Da oltre un anno – quando tutti dicevano e scrivevano che coltivare il grano era un’attività antieconomica a causa dei prezzi sempre più bassi – Mario Pagliaro avverte gli agricoltori siciliani e del resto d’Italia che il prezzo del grano sarebbe rapidamente aumentato, invitandoli a tornare rapidamente a coltivare il frumento. Adesso, addirittura, parla di possibile requisizione del grano in molti Paesi del mondo. Componente del comitato tecnico-scientifico di Legambiente, chimico, ricercatore del CNR, appassionato di climatologia, Pagliaro è uno degli scienziati italiani più citati al mondo.

Noi lo abbiamo più volte intervistato su altri argomenti. Siccome fino ad ora non ha sbagliato le previsioni – da 18-20 euro al quintale il prezzo del grano duro è passato nell’arco di sei-sette mesi a 27-28 euro al quintale – ci colpisce molto la sua tesi sulla requisizione del grano in molti Paesi del mondo per una riduzione della produzione.

Allora, come ha fatto a prevedere un simile aumento dei prezzi?

“Le piogge e poi il ghiaccio che da oltre un anno investono le immense pianure nordamericane hanno ridotto sensibilmente raccolti e superficie coltivata. Quella attuale in America è al punto più basso dal 1909, agli albori della meccanizzazione dell’agricoltura, solo 29 milioni di acri. Solo da Settembre i prezzi sono saliti del 25%. In Canada è iniziato a nevicare a Settembre, portando gli agricoltori ad accelerare per quanto possibile il raccolto. Voi ricorderete forse lo scorso mese di Maggio i viticoltori francesi o quelli trentini con i fuochi accesi fra i filari per salvare la produzione dal ghiaccio. Oppure i campi di grano allagati nelle Puglie in prossimità del raccolto”.

Sì, qualche notizia, soprattutto dalla Francia, è arrivata anche a noi.

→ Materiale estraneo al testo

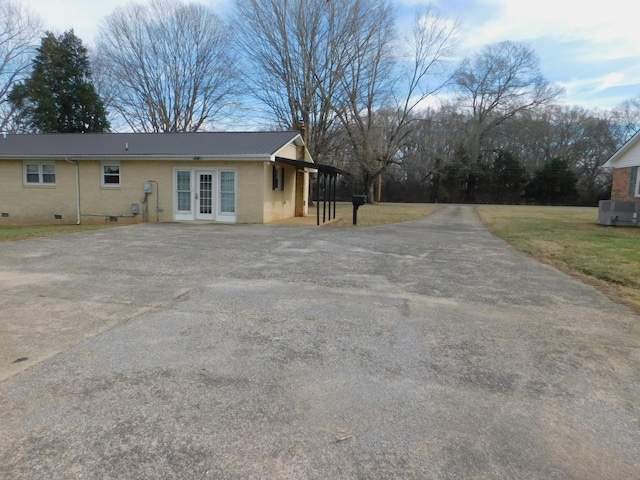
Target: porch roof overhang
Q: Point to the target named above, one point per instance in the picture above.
(327, 169)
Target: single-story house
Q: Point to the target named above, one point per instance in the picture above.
(238, 177)
(624, 206)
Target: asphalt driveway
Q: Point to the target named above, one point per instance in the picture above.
(427, 349)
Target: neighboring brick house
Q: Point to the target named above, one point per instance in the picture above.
(626, 163)
(624, 207)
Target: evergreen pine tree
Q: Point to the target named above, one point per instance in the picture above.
(59, 96)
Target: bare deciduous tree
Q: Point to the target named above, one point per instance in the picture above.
(20, 30)
(387, 80)
(164, 66)
(290, 63)
(339, 67)
(501, 81)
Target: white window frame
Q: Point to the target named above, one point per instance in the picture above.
(103, 174)
(40, 173)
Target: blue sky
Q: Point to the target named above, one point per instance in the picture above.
(592, 49)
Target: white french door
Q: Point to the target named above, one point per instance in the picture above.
(205, 195)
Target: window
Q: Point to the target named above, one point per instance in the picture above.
(110, 175)
(634, 185)
(227, 192)
(40, 173)
(278, 178)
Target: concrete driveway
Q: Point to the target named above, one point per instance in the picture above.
(427, 349)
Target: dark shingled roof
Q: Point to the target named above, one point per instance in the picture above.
(204, 144)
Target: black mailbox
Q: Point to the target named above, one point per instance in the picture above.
(357, 201)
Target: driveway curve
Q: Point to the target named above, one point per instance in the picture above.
(425, 349)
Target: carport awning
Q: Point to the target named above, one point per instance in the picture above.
(315, 166)
(325, 183)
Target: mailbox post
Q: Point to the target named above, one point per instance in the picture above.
(357, 200)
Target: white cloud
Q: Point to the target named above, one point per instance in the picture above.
(611, 30)
(85, 16)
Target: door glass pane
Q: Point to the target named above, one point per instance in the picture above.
(183, 182)
(205, 193)
(227, 192)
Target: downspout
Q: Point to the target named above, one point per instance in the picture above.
(73, 162)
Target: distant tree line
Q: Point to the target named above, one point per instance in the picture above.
(389, 107)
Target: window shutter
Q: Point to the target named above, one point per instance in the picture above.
(632, 184)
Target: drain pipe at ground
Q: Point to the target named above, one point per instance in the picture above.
(74, 162)
(157, 200)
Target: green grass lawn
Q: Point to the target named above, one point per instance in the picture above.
(570, 239)
(22, 233)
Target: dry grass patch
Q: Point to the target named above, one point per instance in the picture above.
(570, 239)
(22, 233)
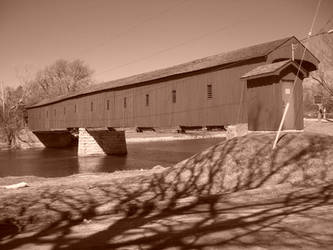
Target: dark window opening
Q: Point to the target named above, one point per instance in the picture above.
(209, 91)
(147, 100)
(174, 96)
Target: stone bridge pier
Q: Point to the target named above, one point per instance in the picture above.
(90, 141)
(96, 141)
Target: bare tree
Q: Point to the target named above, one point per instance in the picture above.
(60, 78)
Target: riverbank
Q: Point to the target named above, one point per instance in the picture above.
(236, 194)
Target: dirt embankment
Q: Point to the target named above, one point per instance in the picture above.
(239, 193)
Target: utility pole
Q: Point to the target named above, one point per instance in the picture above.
(3, 99)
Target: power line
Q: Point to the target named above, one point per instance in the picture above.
(133, 27)
(296, 76)
(204, 35)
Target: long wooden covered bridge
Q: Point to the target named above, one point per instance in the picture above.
(249, 85)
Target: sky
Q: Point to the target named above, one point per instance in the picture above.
(119, 38)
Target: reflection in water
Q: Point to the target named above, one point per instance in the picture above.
(63, 162)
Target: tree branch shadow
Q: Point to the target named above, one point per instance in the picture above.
(209, 200)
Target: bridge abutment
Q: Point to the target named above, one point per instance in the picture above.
(55, 138)
(97, 141)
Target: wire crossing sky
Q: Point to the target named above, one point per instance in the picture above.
(119, 38)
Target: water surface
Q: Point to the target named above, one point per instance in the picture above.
(64, 162)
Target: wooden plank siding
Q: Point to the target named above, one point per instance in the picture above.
(228, 105)
(192, 107)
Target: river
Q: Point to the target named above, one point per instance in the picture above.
(64, 162)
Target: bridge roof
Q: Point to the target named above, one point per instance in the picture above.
(225, 58)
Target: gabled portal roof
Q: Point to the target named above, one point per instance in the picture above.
(271, 69)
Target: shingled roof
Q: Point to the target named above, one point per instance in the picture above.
(242, 54)
(271, 69)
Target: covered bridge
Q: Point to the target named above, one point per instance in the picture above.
(249, 85)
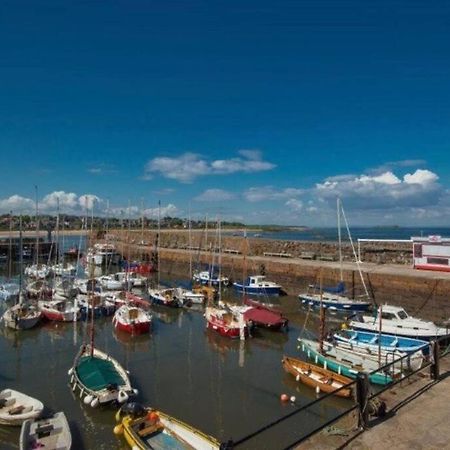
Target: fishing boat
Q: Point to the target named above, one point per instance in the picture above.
(165, 297)
(63, 270)
(396, 322)
(207, 278)
(132, 319)
(16, 407)
(38, 271)
(148, 428)
(388, 342)
(410, 361)
(258, 285)
(263, 316)
(227, 322)
(99, 377)
(59, 310)
(317, 377)
(334, 298)
(342, 362)
(334, 302)
(51, 433)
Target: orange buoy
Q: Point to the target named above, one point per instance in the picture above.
(152, 416)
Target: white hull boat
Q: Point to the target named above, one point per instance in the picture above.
(21, 316)
(52, 433)
(395, 321)
(99, 378)
(16, 407)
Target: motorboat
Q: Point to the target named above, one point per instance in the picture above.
(258, 285)
(396, 321)
(50, 433)
(16, 407)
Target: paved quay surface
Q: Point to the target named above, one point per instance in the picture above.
(417, 417)
(422, 423)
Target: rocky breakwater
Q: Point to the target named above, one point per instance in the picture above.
(386, 267)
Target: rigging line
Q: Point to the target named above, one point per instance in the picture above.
(358, 264)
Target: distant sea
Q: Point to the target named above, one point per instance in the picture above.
(331, 234)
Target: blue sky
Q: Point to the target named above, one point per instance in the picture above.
(261, 112)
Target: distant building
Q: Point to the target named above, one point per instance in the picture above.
(431, 253)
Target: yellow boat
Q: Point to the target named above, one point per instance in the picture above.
(148, 428)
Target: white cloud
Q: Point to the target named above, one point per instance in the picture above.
(188, 166)
(383, 191)
(165, 211)
(66, 200)
(294, 205)
(215, 195)
(421, 176)
(88, 201)
(16, 204)
(257, 194)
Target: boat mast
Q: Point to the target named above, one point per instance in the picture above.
(220, 259)
(37, 228)
(10, 247)
(338, 209)
(157, 242)
(190, 242)
(20, 259)
(322, 317)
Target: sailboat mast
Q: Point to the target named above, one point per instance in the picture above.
(338, 208)
(220, 259)
(157, 242)
(190, 242)
(37, 227)
(322, 317)
(20, 259)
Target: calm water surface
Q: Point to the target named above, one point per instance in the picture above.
(225, 388)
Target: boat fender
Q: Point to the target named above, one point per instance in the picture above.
(122, 397)
(118, 429)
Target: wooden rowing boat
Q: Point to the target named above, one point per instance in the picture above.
(16, 407)
(52, 433)
(147, 428)
(317, 377)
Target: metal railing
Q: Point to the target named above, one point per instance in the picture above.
(363, 397)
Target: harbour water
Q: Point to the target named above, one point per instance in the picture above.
(331, 234)
(225, 388)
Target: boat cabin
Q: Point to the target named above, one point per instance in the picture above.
(431, 253)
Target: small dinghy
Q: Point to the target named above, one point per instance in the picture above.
(317, 377)
(16, 407)
(52, 433)
(147, 428)
(99, 378)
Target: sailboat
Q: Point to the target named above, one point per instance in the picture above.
(334, 298)
(98, 376)
(341, 360)
(223, 319)
(148, 428)
(23, 315)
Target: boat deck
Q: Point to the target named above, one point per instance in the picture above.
(97, 374)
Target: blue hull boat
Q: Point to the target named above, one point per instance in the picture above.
(257, 285)
(334, 302)
(373, 341)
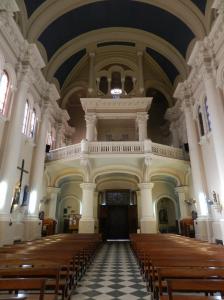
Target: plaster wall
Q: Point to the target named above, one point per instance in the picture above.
(210, 165)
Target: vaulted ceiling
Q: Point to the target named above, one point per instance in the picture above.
(64, 30)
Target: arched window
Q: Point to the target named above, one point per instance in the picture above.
(33, 123)
(49, 138)
(25, 118)
(207, 114)
(200, 120)
(4, 87)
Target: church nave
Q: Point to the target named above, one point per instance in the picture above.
(114, 274)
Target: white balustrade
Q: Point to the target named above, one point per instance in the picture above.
(167, 151)
(135, 147)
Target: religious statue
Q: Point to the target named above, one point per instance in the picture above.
(15, 198)
(163, 217)
(214, 195)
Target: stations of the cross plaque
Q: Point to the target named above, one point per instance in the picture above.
(17, 192)
(22, 169)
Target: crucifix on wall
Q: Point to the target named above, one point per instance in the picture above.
(17, 192)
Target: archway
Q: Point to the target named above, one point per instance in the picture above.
(117, 205)
(166, 216)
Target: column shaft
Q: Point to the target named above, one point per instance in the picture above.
(12, 147)
(216, 112)
(197, 167)
(36, 178)
(91, 73)
(140, 76)
(86, 223)
(148, 221)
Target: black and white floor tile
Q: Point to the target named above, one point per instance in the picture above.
(114, 274)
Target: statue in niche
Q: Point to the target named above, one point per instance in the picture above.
(163, 216)
(214, 195)
(25, 196)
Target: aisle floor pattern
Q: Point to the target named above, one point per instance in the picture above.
(114, 274)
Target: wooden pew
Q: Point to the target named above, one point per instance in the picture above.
(183, 273)
(188, 286)
(28, 286)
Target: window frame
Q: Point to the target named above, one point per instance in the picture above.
(5, 102)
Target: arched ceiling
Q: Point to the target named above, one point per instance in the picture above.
(65, 30)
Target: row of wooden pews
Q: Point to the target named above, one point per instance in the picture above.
(49, 268)
(180, 268)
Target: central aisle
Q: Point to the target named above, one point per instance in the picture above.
(114, 274)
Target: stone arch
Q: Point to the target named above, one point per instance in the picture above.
(118, 170)
(169, 215)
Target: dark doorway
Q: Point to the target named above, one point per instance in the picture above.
(118, 222)
(117, 214)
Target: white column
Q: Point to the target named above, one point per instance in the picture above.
(182, 192)
(13, 145)
(175, 136)
(216, 113)
(32, 222)
(53, 193)
(148, 221)
(197, 166)
(109, 86)
(91, 87)
(86, 223)
(197, 169)
(140, 74)
(122, 85)
(36, 178)
(90, 127)
(142, 126)
(59, 135)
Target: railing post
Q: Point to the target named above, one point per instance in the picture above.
(84, 146)
(147, 146)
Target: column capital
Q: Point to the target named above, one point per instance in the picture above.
(142, 117)
(146, 185)
(88, 186)
(53, 189)
(9, 6)
(219, 6)
(92, 54)
(140, 53)
(90, 119)
(182, 189)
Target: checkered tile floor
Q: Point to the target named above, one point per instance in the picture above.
(114, 274)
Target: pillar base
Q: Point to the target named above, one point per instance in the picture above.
(32, 229)
(203, 229)
(6, 233)
(148, 225)
(87, 225)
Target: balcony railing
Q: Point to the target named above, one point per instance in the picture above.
(76, 150)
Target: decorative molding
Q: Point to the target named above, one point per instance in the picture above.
(99, 105)
(9, 6)
(110, 148)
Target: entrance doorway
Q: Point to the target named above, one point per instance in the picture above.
(117, 214)
(167, 219)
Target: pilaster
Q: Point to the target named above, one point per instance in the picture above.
(87, 222)
(90, 127)
(53, 195)
(141, 121)
(183, 196)
(148, 221)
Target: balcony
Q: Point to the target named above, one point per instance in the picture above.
(75, 151)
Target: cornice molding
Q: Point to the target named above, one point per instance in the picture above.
(125, 34)
(52, 9)
(116, 105)
(9, 6)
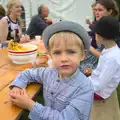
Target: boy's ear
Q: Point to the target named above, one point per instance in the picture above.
(83, 55)
(110, 11)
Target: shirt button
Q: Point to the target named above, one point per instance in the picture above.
(52, 93)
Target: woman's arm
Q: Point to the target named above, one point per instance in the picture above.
(94, 51)
(3, 31)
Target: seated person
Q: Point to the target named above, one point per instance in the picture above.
(2, 11)
(68, 93)
(106, 76)
(38, 22)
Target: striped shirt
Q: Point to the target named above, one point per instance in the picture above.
(106, 76)
(68, 99)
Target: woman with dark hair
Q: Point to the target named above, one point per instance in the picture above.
(102, 8)
(11, 23)
(2, 12)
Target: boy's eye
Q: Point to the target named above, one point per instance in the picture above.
(71, 52)
(56, 52)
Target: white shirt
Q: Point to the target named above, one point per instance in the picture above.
(106, 76)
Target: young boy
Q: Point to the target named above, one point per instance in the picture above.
(106, 76)
(68, 94)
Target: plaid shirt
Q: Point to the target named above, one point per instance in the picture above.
(68, 99)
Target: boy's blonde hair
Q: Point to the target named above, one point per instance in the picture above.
(10, 4)
(68, 38)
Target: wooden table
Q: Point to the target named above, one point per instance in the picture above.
(8, 72)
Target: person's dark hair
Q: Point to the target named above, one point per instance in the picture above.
(110, 5)
(40, 8)
(2, 11)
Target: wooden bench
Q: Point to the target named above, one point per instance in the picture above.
(106, 109)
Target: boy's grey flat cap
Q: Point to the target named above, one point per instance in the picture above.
(66, 26)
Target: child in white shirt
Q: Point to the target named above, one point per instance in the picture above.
(106, 76)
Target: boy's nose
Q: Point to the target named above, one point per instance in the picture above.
(64, 58)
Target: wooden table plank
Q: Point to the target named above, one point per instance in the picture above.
(6, 77)
(17, 67)
(9, 111)
(4, 57)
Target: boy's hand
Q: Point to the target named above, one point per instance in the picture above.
(16, 90)
(87, 71)
(21, 99)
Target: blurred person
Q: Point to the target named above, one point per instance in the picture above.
(2, 11)
(102, 8)
(11, 23)
(39, 22)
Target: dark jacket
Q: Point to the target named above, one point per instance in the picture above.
(36, 26)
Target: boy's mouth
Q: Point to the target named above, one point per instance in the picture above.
(65, 66)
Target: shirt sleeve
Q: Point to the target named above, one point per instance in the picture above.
(106, 75)
(40, 23)
(28, 76)
(78, 109)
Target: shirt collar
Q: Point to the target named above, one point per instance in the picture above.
(108, 49)
(72, 77)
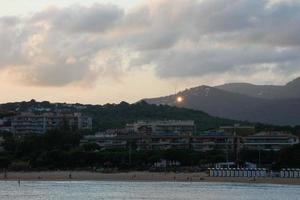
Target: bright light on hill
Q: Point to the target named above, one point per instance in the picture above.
(179, 99)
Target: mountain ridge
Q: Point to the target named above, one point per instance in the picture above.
(236, 105)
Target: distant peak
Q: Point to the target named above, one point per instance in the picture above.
(295, 82)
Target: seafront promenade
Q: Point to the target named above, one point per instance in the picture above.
(139, 176)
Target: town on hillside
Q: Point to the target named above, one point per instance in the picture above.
(234, 146)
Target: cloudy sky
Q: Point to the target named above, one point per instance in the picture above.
(103, 51)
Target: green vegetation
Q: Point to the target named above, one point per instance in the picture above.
(111, 116)
(60, 149)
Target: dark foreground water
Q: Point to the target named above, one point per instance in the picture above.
(88, 190)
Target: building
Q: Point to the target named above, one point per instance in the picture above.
(39, 123)
(268, 141)
(162, 135)
(238, 129)
(164, 127)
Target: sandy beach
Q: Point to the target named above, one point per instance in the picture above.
(137, 176)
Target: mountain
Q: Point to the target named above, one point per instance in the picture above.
(242, 102)
(112, 116)
(289, 91)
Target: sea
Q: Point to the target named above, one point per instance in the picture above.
(112, 190)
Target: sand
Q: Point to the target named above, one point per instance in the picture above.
(137, 176)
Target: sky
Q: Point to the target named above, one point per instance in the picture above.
(107, 51)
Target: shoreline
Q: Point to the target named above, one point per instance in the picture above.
(138, 176)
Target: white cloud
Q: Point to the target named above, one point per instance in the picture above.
(178, 38)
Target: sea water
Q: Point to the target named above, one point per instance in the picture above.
(97, 190)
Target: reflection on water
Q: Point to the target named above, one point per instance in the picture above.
(87, 190)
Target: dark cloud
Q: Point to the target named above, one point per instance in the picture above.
(179, 38)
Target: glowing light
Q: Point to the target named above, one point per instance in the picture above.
(179, 99)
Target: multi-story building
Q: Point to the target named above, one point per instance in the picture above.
(39, 123)
(269, 141)
(238, 129)
(165, 127)
(211, 140)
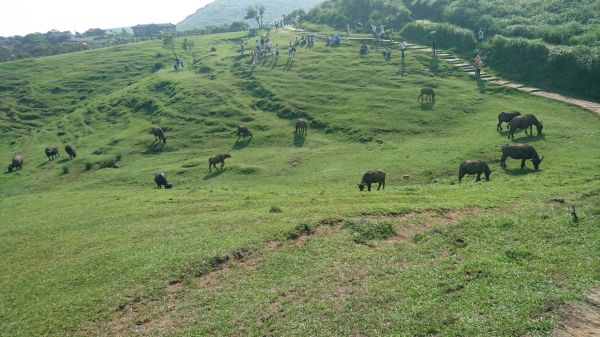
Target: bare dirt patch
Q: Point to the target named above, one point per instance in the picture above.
(581, 319)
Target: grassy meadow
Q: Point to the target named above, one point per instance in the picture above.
(281, 242)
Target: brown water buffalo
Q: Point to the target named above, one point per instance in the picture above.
(16, 163)
(506, 117)
(244, 132)
(220, 158)
(474, 167)
(301, 126)
(370, 177)
(52, 152)
(524, 122)
(159, 134)
(160, 178)
(520, 151)
(427, 93)
(70, 151)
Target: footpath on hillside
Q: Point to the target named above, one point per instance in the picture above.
(469, 68)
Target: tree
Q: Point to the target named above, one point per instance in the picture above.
(256, 12)
(169, 42)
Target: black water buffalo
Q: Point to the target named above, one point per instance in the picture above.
(370, 177)
(70, 151)
(16, 163)
(159, 134)
(474, 167)
(524, 122)
(427, 93)
(244, 132)
(220, 158)
(506, 117)
(160, 178)
(301, 126)
(520, 151)
(52, 152)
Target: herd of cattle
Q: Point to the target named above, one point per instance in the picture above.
(514, 119)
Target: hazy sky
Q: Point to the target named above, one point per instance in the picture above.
(21, 17)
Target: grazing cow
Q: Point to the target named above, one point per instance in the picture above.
(301, 126)
(158, 134)
(474, 167)
(220, 158)
(70, 151)
(17, 162)
(427, 93)
(244, 132)
(520, 151)
(52, 152)
(370, 177)
(524, 122)
(161, 180)
(506, 117)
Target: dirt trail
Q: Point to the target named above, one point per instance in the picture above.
(581, 319)
(469, 68)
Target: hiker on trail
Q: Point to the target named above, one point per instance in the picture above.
(478, 65)
(364, 49)
(387, 54)
(433, 37)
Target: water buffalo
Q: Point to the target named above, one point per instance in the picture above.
(70, 151)
(520, 151)
(52, 152)
(506, 117)
(524, 122)
(161, 180)
(220, 158)
(158, 134)
(17, 162)
(244, 132)
(474, 167)
(426, 94)
(301, 126)
(370, 177)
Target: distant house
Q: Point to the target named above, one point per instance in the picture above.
(95, 32)
(153, 29)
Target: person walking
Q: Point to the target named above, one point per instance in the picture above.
(403, 48)
(478, 65)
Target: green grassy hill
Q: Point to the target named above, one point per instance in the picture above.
(281, 242)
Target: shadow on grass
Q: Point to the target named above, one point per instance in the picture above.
(528, 139)
(241, 143)
(214, 173)
(154, 148)
(426, 106)
(518, 171)
(299, 139)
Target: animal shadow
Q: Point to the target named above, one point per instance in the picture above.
(426, 106)
(154, 148)
(214, 173)
(529, 139)
(241, 143)
(299, 139)
(520, 172)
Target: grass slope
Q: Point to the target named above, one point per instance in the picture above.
(92, 250)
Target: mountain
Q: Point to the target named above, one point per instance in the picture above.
(227, 11)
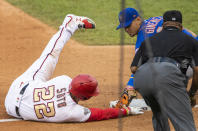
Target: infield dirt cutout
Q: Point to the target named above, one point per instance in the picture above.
(22, 39)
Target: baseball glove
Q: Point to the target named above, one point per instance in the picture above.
(125, 99)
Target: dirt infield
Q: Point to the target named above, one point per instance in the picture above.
(22, 40)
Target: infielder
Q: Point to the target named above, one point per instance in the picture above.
(34, 96)
(130, 20)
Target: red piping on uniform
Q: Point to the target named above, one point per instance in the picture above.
(52, 48)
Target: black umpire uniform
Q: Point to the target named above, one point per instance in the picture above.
(160, 77)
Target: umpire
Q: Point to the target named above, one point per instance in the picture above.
(163, 60)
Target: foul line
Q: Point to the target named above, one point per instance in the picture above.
(9, 120)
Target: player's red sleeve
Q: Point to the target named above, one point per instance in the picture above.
(104, 114)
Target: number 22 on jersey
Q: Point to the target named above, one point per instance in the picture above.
(45, 94)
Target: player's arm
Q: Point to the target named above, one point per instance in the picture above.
(110, 113)
(190, 33)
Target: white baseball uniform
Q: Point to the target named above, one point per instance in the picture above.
(32, 96)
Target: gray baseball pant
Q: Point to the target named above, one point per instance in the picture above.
(163, 87)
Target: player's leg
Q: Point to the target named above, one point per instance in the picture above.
(177, 103)
(148, 89)
(43, 67)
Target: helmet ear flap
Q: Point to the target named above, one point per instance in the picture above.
(84, 87)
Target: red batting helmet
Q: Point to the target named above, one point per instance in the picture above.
(84, 87)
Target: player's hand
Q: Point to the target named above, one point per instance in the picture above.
(124, 100)
(135, 110)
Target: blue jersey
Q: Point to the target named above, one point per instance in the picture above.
(148, 28)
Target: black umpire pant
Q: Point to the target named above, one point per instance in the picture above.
(163, 87)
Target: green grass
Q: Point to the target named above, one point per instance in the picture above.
(104, 13)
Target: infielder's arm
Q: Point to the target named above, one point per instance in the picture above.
(110, 113)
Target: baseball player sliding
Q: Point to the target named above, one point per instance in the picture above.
(34, 96)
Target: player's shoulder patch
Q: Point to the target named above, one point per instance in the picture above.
(86, 111)
(159, 29)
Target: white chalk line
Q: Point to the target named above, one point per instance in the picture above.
(9, 120)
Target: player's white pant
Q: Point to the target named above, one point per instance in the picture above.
(41, 70)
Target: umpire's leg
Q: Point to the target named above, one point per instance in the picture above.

E nel resto del mondo?

“In Pakistan, 200 milioni di abitanti, dopo che il governo a Luglio ha vietato le esportazioni di grano a causa del pessimo raccolto, il governo nei giorni scorsi è intervenuto per calmierare i prezzi, quasi raddoppiati per farina e pane. In India, le regioni del Nord, esattamente come buona parte del Pakistan, registrano gelo e neve come non si vedevano da decenni. E’ finita sotto la neve nei giorni scorsi persino l’Arabia Saudita, e nevica in Giordania dopo che nei giorni scorsi la neve ha raggiunto il Libano al livello del mare”.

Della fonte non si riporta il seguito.